Over the past 24 hours, 68 euronews employees based at the channel’s headquarters in Lyon, France, joined a strike against the management’s plans to slash jobs and change working conditions.
That represents around 60 percent of those who were on rota to work in the newsroom during the course of the day. This move follows a no confidence vote last week organised by Euronews journalists and technicians against the current management by 205 to 34 (with 52 abstentions).

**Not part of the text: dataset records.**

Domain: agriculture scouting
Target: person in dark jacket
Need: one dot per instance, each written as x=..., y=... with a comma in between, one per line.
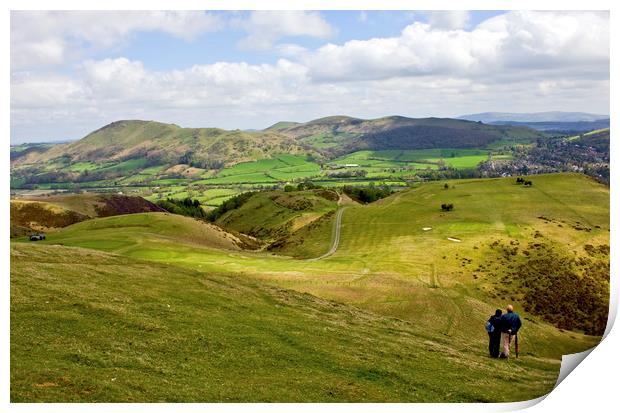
x=494, y=324
x=510, y=324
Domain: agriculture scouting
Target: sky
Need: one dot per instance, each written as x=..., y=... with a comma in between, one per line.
x=73, y=72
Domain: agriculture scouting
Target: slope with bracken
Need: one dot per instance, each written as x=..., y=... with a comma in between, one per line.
x=45, y=213
x=440, y=273
x=343, y=134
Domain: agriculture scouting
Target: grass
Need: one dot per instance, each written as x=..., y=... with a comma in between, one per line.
x=385, y=264
x=416, y=159
x=92, y=327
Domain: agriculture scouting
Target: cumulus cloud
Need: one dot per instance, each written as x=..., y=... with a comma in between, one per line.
x=52, y=37
x=264, y=28
x=518, y=61
x=450, y=19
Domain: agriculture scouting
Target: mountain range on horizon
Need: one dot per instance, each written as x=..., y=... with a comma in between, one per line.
x=550, y=116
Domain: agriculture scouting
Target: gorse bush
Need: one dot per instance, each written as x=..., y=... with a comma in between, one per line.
x=228, y=205
x=367, y=194
x=188, y=207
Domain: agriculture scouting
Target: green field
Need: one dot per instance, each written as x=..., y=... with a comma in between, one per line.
x=416, y=159
x=284, y=168
x=426, y=293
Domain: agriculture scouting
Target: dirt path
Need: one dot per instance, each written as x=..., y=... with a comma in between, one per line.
x=336, y=240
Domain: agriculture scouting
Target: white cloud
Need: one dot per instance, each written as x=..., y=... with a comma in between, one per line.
x=52, y=37
x=264, y=28
x=519, y=61
x=449, y=19
x=517, y=40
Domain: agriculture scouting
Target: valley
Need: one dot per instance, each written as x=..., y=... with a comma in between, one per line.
x=339, y=260
x=420, y=295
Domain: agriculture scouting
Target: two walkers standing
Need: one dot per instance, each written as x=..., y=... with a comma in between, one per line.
x=502, y=328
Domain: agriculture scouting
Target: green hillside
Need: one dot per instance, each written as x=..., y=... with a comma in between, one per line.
x=136, y=153
x=44, y=213
x=87, y=326
x=403, y=258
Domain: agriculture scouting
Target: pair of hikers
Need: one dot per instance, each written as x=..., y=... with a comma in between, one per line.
x=502, y=328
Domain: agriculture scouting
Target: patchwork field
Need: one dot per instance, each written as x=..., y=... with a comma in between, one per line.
x=386, y=264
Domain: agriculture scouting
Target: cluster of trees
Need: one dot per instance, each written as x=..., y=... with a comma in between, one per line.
x=367, y=194
x=429, y=136
x=359, y=173
x=228, y=205
x=188, y=207
x=588, y=154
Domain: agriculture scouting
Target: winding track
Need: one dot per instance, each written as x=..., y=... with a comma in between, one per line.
x=334, y=246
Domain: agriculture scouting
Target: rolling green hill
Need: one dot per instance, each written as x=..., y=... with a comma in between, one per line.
x=343, y=134
x=274, y=215
x=88, y=326
x=136, y=152
x=429, y=279
x=50, y=212
x=162, y=143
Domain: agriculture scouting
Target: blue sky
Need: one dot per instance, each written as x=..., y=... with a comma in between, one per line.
x=73, y=72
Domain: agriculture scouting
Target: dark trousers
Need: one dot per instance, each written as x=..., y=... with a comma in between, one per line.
x=494, y=341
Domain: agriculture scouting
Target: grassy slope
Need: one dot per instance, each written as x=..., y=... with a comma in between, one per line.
x=27, y=216
x=387, y=264
x=272, y=215
x=87, y=326
x=139, y=139
x=158, y=228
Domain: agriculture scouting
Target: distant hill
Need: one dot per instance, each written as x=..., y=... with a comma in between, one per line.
x=556, y=116
x=343, y=134
x=161, y=143
x=147, y=148
x=38, y=213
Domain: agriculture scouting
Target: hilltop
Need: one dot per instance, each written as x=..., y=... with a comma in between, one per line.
x=396, y=313
x=47, y=213
x=343, y=134
x=161, y=143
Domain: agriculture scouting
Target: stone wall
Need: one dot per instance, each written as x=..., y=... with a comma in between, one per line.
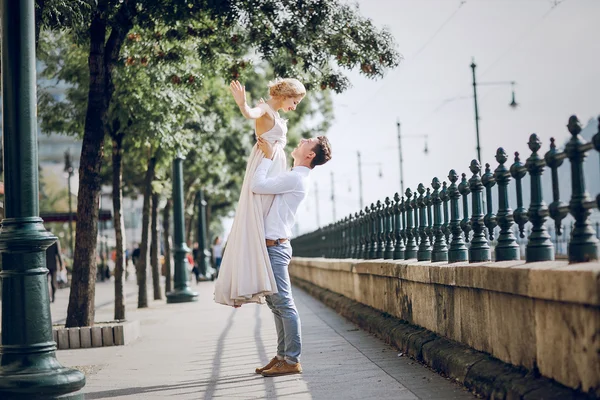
x=542, y=316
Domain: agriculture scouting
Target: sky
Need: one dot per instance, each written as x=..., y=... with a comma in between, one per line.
x=551, y=49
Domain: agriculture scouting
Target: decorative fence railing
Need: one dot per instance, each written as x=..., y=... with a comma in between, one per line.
x=427, y=224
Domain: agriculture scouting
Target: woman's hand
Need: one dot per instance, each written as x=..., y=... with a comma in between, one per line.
x=265, y=147
x=239, y=92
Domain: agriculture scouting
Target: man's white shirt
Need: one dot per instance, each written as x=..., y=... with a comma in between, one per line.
x=290, y=189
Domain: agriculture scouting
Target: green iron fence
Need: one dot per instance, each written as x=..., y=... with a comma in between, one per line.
x=426, y=224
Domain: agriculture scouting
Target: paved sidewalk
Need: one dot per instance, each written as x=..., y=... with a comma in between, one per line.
x=203, y=351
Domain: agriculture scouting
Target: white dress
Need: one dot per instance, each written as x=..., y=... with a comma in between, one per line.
x=246, y=275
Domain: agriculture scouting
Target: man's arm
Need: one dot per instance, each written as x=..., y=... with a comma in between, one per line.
x=282, y=183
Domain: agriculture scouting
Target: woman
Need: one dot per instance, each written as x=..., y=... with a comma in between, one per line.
x=245, y=275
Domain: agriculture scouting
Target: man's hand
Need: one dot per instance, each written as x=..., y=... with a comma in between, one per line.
x=239, y=92
x=265, y=147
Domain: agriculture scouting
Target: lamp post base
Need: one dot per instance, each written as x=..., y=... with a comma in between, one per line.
x=52, y=381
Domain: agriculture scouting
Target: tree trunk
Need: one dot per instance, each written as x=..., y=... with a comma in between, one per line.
x=120, y=261
x=102, y=58
x=144, y=247
x=167, y=239
x=155, y=248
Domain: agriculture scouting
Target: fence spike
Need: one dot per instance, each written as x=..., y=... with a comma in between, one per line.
x=440, y=250
x=539, y=246
x=399, y=242
x=480, y=248
x=507, y=247
x=411, y=244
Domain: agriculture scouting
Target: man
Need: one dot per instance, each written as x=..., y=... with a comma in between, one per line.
x=290, y=189
x=53, y=260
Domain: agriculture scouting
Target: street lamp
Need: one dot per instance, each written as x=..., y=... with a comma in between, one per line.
x=513, y=104
x=69, y=172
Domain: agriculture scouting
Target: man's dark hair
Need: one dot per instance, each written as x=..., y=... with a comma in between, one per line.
x=322, y=152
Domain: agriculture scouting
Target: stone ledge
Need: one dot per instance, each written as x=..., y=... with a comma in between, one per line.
x=547, y=280
x=478, y=371
x=102, y=334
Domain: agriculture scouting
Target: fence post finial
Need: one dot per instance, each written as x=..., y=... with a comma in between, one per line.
x=480, y=248
x=507, y=247
x=458, y=248
x=539, y=246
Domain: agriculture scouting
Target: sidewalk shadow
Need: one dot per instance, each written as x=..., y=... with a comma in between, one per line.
x=262, y=352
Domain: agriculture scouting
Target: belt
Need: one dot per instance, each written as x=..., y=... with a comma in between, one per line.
x=271, y=243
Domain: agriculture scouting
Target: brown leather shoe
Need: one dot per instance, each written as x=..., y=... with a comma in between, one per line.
x=283, y=368
x=271, y=363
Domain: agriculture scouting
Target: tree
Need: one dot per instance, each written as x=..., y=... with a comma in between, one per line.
x=311, y=38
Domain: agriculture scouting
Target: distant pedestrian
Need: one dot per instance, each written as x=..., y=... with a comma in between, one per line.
x=53, y=263
x=217, y=254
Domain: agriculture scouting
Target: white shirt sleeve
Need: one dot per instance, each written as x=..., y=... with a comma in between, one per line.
x=282, y=183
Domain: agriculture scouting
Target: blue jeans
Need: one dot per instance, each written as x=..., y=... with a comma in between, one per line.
x=287, y=320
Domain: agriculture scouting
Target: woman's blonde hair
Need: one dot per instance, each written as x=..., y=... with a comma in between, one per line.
x=287, y=87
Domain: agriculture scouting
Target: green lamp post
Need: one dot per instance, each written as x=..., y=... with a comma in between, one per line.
x=28, y=364
x=182, y=292
x=203, y=258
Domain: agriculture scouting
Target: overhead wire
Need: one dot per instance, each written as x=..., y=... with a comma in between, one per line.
x=525, y=33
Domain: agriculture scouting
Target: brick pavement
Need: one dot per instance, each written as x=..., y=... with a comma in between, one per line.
x=203, y=351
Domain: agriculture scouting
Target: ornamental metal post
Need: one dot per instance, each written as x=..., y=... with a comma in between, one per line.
x=464, y=190
x=379, y=234
x=518, y=171
x=440, y=251
x=411, y=244
x=181, y=292
x=398, y=210
x=489, y=182
x=424, y=253
x=583, y=246
x=203, y=252
x=388, y=252
x=28, y=364
x=539, y=247
x=372, y=215
x=445, y=199
x=507, y=247
x=480, y=249
x=458, y=248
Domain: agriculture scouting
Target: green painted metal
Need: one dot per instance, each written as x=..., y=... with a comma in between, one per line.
x=424, y=253
x=372, y=231
x=379, y=237
x=557, y=209
x=539, y=247
x=583, y=246
x=518, y=172
x=28, y=364
x=364, y=216
x=458, y=249
x=388, y=252
x=507, y=247
x=429, y=206
x=399, y=241
x=480, y=249
x=440, y=250
x=445, y=200
x=181, y=292
x=489, y=182
x=464, y=190
x=203, y=252
x=415, y=208
x=411, y=244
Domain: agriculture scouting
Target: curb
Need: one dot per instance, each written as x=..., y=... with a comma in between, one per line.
x=479, y=372
x=102, y=334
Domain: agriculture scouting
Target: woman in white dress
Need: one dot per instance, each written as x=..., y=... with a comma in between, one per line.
x=246, y=275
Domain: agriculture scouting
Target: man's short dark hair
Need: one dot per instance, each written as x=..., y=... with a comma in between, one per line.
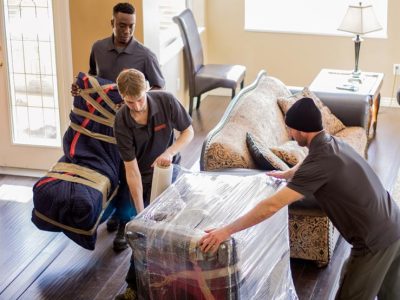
x=125, y=8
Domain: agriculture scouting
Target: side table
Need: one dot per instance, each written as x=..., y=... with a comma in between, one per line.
x=337, y=81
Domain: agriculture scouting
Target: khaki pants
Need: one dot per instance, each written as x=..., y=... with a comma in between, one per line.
x=367, y=276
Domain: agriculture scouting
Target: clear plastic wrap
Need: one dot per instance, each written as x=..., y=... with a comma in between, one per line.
x=253, y=264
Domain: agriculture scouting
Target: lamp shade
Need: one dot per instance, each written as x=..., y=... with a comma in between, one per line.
x=360, y=20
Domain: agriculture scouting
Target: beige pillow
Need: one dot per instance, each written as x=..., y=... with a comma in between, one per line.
x=329, y=121
x=290, y=152
x=262, y=156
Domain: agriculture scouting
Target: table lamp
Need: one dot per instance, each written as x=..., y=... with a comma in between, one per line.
x=359, y=20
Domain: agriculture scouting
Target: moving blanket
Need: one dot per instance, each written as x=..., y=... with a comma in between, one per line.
x=253, y=264
x=77, y=189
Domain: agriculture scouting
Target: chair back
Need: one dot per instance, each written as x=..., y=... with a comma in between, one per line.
x=193, y=49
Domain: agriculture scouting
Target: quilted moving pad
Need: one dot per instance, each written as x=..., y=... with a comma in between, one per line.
x=253, y=264
x=73, y=194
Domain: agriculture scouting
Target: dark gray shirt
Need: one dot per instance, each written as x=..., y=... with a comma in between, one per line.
x=107, y=62
x=350, y=193
x=147, y=142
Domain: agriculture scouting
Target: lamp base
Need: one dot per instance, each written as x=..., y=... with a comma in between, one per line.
x=356, y=76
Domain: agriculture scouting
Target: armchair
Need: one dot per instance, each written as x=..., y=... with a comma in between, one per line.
x=203, y=78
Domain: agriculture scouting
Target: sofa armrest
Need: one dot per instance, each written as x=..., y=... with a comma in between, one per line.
x=351, y=109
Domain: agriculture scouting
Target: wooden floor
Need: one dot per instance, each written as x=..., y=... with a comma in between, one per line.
x=42, y=265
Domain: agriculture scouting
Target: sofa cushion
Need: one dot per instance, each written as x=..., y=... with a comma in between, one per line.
x=264, y=158
x=255, y=111
x=290, y=152
x=330, y=122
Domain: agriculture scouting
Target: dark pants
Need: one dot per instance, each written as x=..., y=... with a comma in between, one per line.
x=121, y=206
x=131, y=276
x=366, y=276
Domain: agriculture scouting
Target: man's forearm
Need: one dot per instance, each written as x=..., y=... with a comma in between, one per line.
x=183, y=140
x=136, y=190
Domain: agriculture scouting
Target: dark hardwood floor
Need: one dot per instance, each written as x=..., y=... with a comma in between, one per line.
x=43, y=265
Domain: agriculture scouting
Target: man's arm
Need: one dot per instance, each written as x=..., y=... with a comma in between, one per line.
x=287, y=175
x=183, y=140
x=262, y=211
x=92, y=64
x=134, y=180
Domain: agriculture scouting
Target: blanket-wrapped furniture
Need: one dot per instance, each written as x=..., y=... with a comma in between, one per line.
x=73, y=194
x=256, y=110
x=253, y=264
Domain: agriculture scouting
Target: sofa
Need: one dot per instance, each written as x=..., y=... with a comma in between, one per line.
x=256, y=110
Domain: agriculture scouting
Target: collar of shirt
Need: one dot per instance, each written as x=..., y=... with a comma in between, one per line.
x=320, y=138
x=129, y=49
x=153, y=108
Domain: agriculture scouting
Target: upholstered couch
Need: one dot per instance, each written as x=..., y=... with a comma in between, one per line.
x=255, y=110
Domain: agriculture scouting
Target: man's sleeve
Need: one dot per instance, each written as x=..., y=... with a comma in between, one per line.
x=92, y=64
x=179, y=117
x=311, y=175
x=124, y=137
x=153, y=72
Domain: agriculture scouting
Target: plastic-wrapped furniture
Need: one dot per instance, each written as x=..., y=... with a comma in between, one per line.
x=253, y=264
x=203, y=78
x=255, y=109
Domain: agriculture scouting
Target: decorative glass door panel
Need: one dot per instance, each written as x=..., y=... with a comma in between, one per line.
x=32, y=72
x=35, y=76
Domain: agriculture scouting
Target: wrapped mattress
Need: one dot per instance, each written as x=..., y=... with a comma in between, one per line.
x=253, y=264
x=77, y=189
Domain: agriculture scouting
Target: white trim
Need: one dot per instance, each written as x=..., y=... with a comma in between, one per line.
x=22, y=172
x=389, y=102
x=62, y=36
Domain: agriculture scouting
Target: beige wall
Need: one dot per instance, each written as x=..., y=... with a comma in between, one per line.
x=295, y=58
x=90, y=21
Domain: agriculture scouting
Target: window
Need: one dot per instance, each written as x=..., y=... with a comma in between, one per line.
x=32, y=72
x=169, y=31
x=306, y=16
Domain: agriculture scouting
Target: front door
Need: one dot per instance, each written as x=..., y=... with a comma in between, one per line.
x=35, y=75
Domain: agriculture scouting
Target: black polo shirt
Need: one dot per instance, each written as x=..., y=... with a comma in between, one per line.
x=147, y=142
x=107, y=62
x=350, y=193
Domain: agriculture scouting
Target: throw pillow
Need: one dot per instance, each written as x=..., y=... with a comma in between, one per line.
x=263, y=157
x=290, y=152
x=330, y=122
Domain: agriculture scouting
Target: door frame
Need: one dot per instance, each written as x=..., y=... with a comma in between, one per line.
x=20, y=159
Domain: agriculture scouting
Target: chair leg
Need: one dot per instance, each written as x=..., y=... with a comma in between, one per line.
x=191, y=106
x=198, y=101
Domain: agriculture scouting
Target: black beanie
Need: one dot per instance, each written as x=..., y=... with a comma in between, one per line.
x=304, y=116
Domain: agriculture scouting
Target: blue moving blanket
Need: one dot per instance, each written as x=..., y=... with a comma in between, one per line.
x=75, y=192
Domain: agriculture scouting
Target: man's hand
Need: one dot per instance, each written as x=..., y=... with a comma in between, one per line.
x=75, y=90
x=164, y=160
x=280, y=174
x=211, y=241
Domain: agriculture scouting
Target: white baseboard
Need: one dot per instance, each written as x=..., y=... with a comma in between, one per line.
x=389, y=102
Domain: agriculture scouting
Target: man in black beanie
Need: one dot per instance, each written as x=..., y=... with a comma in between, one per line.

It shows that there are many members of staff who are unhappy with the direction in which the company is going.
Earlier in the afternoon, elected staff representatives from the company’s works council said they opposed the chief executive’s business plan, which has been dubbed as ‘NEXT’. What comes NEXT is a number of layoffs, including the closure or partial closure of three language services. Employees are facing an uncertain time, especially those in the Ukranian service, which is being shuttered completely.
Some of our fellow colleagues may be forced to return home if they cannot find employment elsewhere. All this is happening at a time when NBC Universal is set to take a stake in our company. A number of misleading press reports have suggested that this mobilisation of euronews employees is an attempt to wreck this deal. Nothing could be further from the truth. If NBC is willing to flex its considerable financial muscle to make Euronews great again, then we will roll out the red carpet for them. All of us are proud to work for this channel and we want to see it suceed; we just need the proper means and resources to do our jobs properly and produce original journalism that we can all be proud of.
We also want this channel to keep its unique European DNA and to avoid seeing journalists sacked for bad decisions that were out of their control. It strikes us as somewhat strange that we have the money to build a new HQ,but can’t the funding to keep these journalists on staff – especially when one of Africa’s most richest men is our majority shareholder.